I have admired the United Nations for a long time. When I was at school I became involved in Model United Nations, an international initiative consisting of debating global issues at events around the world. I attended many conferences over a seven-year period, and with them, my fascination grew for the international and inspiring work carried about by the UN. This is an organisation that works for important causes that I deeply care about, and manages to facilitate real change in ways that no other body can do.
In addition to researching my thesis, my PhD programme at Durham has already offered me a lot of opportunities, from an accredited mini-MBA course to working with a medical imaging company in developing an automated method for identifying bones in X-Rays. Additionally, I am given six months of leave to apply skills gained through my PhD to an area outside of particle physics, my field of research. Data science methods, which form a core part of my PhD, are now being employed by institutions and businesses in almost every sector, and I was particularly keen to find an organisation with a humanitarian purpose to work for. Indeed, I knew that the UN was doing work in this field, and was growing in its requirements for data scientists.
Finding an opportunity
After searching through articles about the UN’s use of data science I came across an interview with a previous employee of UN Global Pulse, an innovation initiative of the UN Secretary-General designed to harness emerging technologies for sustainable development, and a group I’d followed for a while. I found an email address for him and sent him a long email explaining why I was randomly contacting him about how I wanted to work for an organisation like the UN, what skills I had, and how this fitted into my PhD. I never expected an email back, however, a few days later he offered to have a Skype call. We chatted for quite a while and, although he said he no longer worked at the UN and was now based at MIT, he gave me lots of advice about how to apply for such a position.
I had been following his advice, looking into his recommendations, after a couple of months I got another email from him telling me that Global Pulse had an opening for an Artificial Intelligence Research Fellow in their New York office, a new position which they had never hired before. After going through the application process I was astonished to receive an email offering me the position, and I started preparing for New York.
I have been in New York for four months now and so far been involved in a variety of projects including: monitoring the use of gender-based language within the UN; helping to build a social media analysis tool; and participating conversations around the ethical use of AI.

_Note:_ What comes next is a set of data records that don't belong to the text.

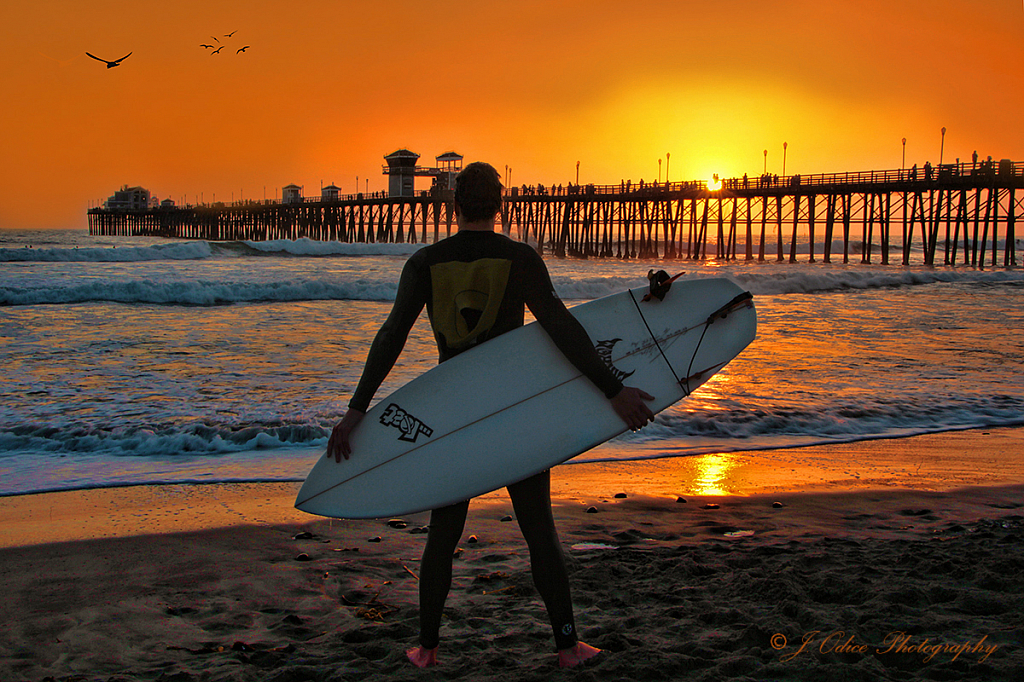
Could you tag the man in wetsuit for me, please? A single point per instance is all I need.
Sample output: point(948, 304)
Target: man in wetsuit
point(475, 286)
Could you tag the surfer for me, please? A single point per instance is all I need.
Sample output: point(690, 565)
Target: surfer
point(475, 286)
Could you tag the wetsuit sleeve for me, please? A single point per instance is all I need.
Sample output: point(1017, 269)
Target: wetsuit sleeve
point(568, 334)
point(391, 337)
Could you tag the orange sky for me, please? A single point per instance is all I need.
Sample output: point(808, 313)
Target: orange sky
point(328, 88)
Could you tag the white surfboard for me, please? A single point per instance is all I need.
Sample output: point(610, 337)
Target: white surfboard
point(515, 406)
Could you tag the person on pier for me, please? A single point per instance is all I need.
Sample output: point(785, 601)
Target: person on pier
point(516, 278)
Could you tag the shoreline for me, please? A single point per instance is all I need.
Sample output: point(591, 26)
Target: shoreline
point(929, 463)
point(843, 577)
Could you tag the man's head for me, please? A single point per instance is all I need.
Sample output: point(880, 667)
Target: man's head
point(478, 192)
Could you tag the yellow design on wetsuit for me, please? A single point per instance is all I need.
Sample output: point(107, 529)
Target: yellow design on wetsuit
point(466, 298)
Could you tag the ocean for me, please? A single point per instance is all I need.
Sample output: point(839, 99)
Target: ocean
point(131, 360)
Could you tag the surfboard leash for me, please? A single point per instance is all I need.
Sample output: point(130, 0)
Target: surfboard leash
point(739, 300)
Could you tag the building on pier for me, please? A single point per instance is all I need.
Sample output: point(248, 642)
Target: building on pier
point(402, 171)
point(130, 199)
point(330, 193)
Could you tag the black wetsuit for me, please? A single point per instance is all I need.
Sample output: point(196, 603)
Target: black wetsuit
point(475, 286)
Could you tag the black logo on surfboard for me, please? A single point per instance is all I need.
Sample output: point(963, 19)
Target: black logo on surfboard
point(604, 349)
point(410, 426)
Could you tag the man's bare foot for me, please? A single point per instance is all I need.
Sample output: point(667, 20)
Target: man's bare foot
point(422, 657)
point(574, 655)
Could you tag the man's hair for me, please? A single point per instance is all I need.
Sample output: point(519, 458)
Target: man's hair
point(478, 192)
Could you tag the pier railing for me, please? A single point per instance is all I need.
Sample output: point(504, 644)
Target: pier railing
point(963, 213)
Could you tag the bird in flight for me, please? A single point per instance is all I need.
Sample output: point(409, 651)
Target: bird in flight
point(111, 65)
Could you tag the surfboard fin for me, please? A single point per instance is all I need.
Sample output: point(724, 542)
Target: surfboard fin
point(739, 301)
point(660, 283)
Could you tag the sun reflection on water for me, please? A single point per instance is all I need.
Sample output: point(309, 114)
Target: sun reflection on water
point(709, 473)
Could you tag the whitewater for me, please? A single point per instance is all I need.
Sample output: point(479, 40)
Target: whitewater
point(145, 360)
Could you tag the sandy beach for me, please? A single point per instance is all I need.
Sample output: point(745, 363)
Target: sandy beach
point(886, 560)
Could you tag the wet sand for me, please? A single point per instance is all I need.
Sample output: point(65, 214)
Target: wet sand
point(889, 560)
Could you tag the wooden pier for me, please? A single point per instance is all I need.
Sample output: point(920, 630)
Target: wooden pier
point(952, 214)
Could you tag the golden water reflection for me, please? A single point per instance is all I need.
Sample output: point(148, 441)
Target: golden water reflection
point(708, 474)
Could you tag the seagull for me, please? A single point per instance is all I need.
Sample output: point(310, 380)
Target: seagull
point(111, 65)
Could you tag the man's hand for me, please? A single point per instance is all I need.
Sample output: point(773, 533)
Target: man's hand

One project I became involved with early on is in collaboration with UNOSAT, who specialise in satellite image analysis. One of the major tasks UNOSAT perform is to monitor change in refugee camps, such as growth or the presence of more administrative buildings, at the request of agencies on the ground, such as UNHCR (the Office of the UN High Commissioner for Refugees). The first step is to count the number of structures in the camp based on satellite images. Currently, the analysis is performed manually and can take several days for a single camp, depending on its complexity. I have been continuing the work of Global Pulse to automate this process by developing AI models that count the number of structures in a camp, classify them into predetermined categories, and provide a roof area map showing the variation in structure sizes and the land covered. The hope is that these algorithms can be used by UNOSAT analysts to significantly reduce the time taken to analyse a camp, and enable teams on the ground to more efficiently provide those in need with the necessary resources and care.
I have had an amazing experience here so far; the research being conducted by UN Global Pulse is of vital importance, and it is a truly fantastic organisation to work for. My work is generously supported by the UN and Durham University, through the STFC funded Centre for Doctoral Training in Data Intensive Science, to whom I am very grateful.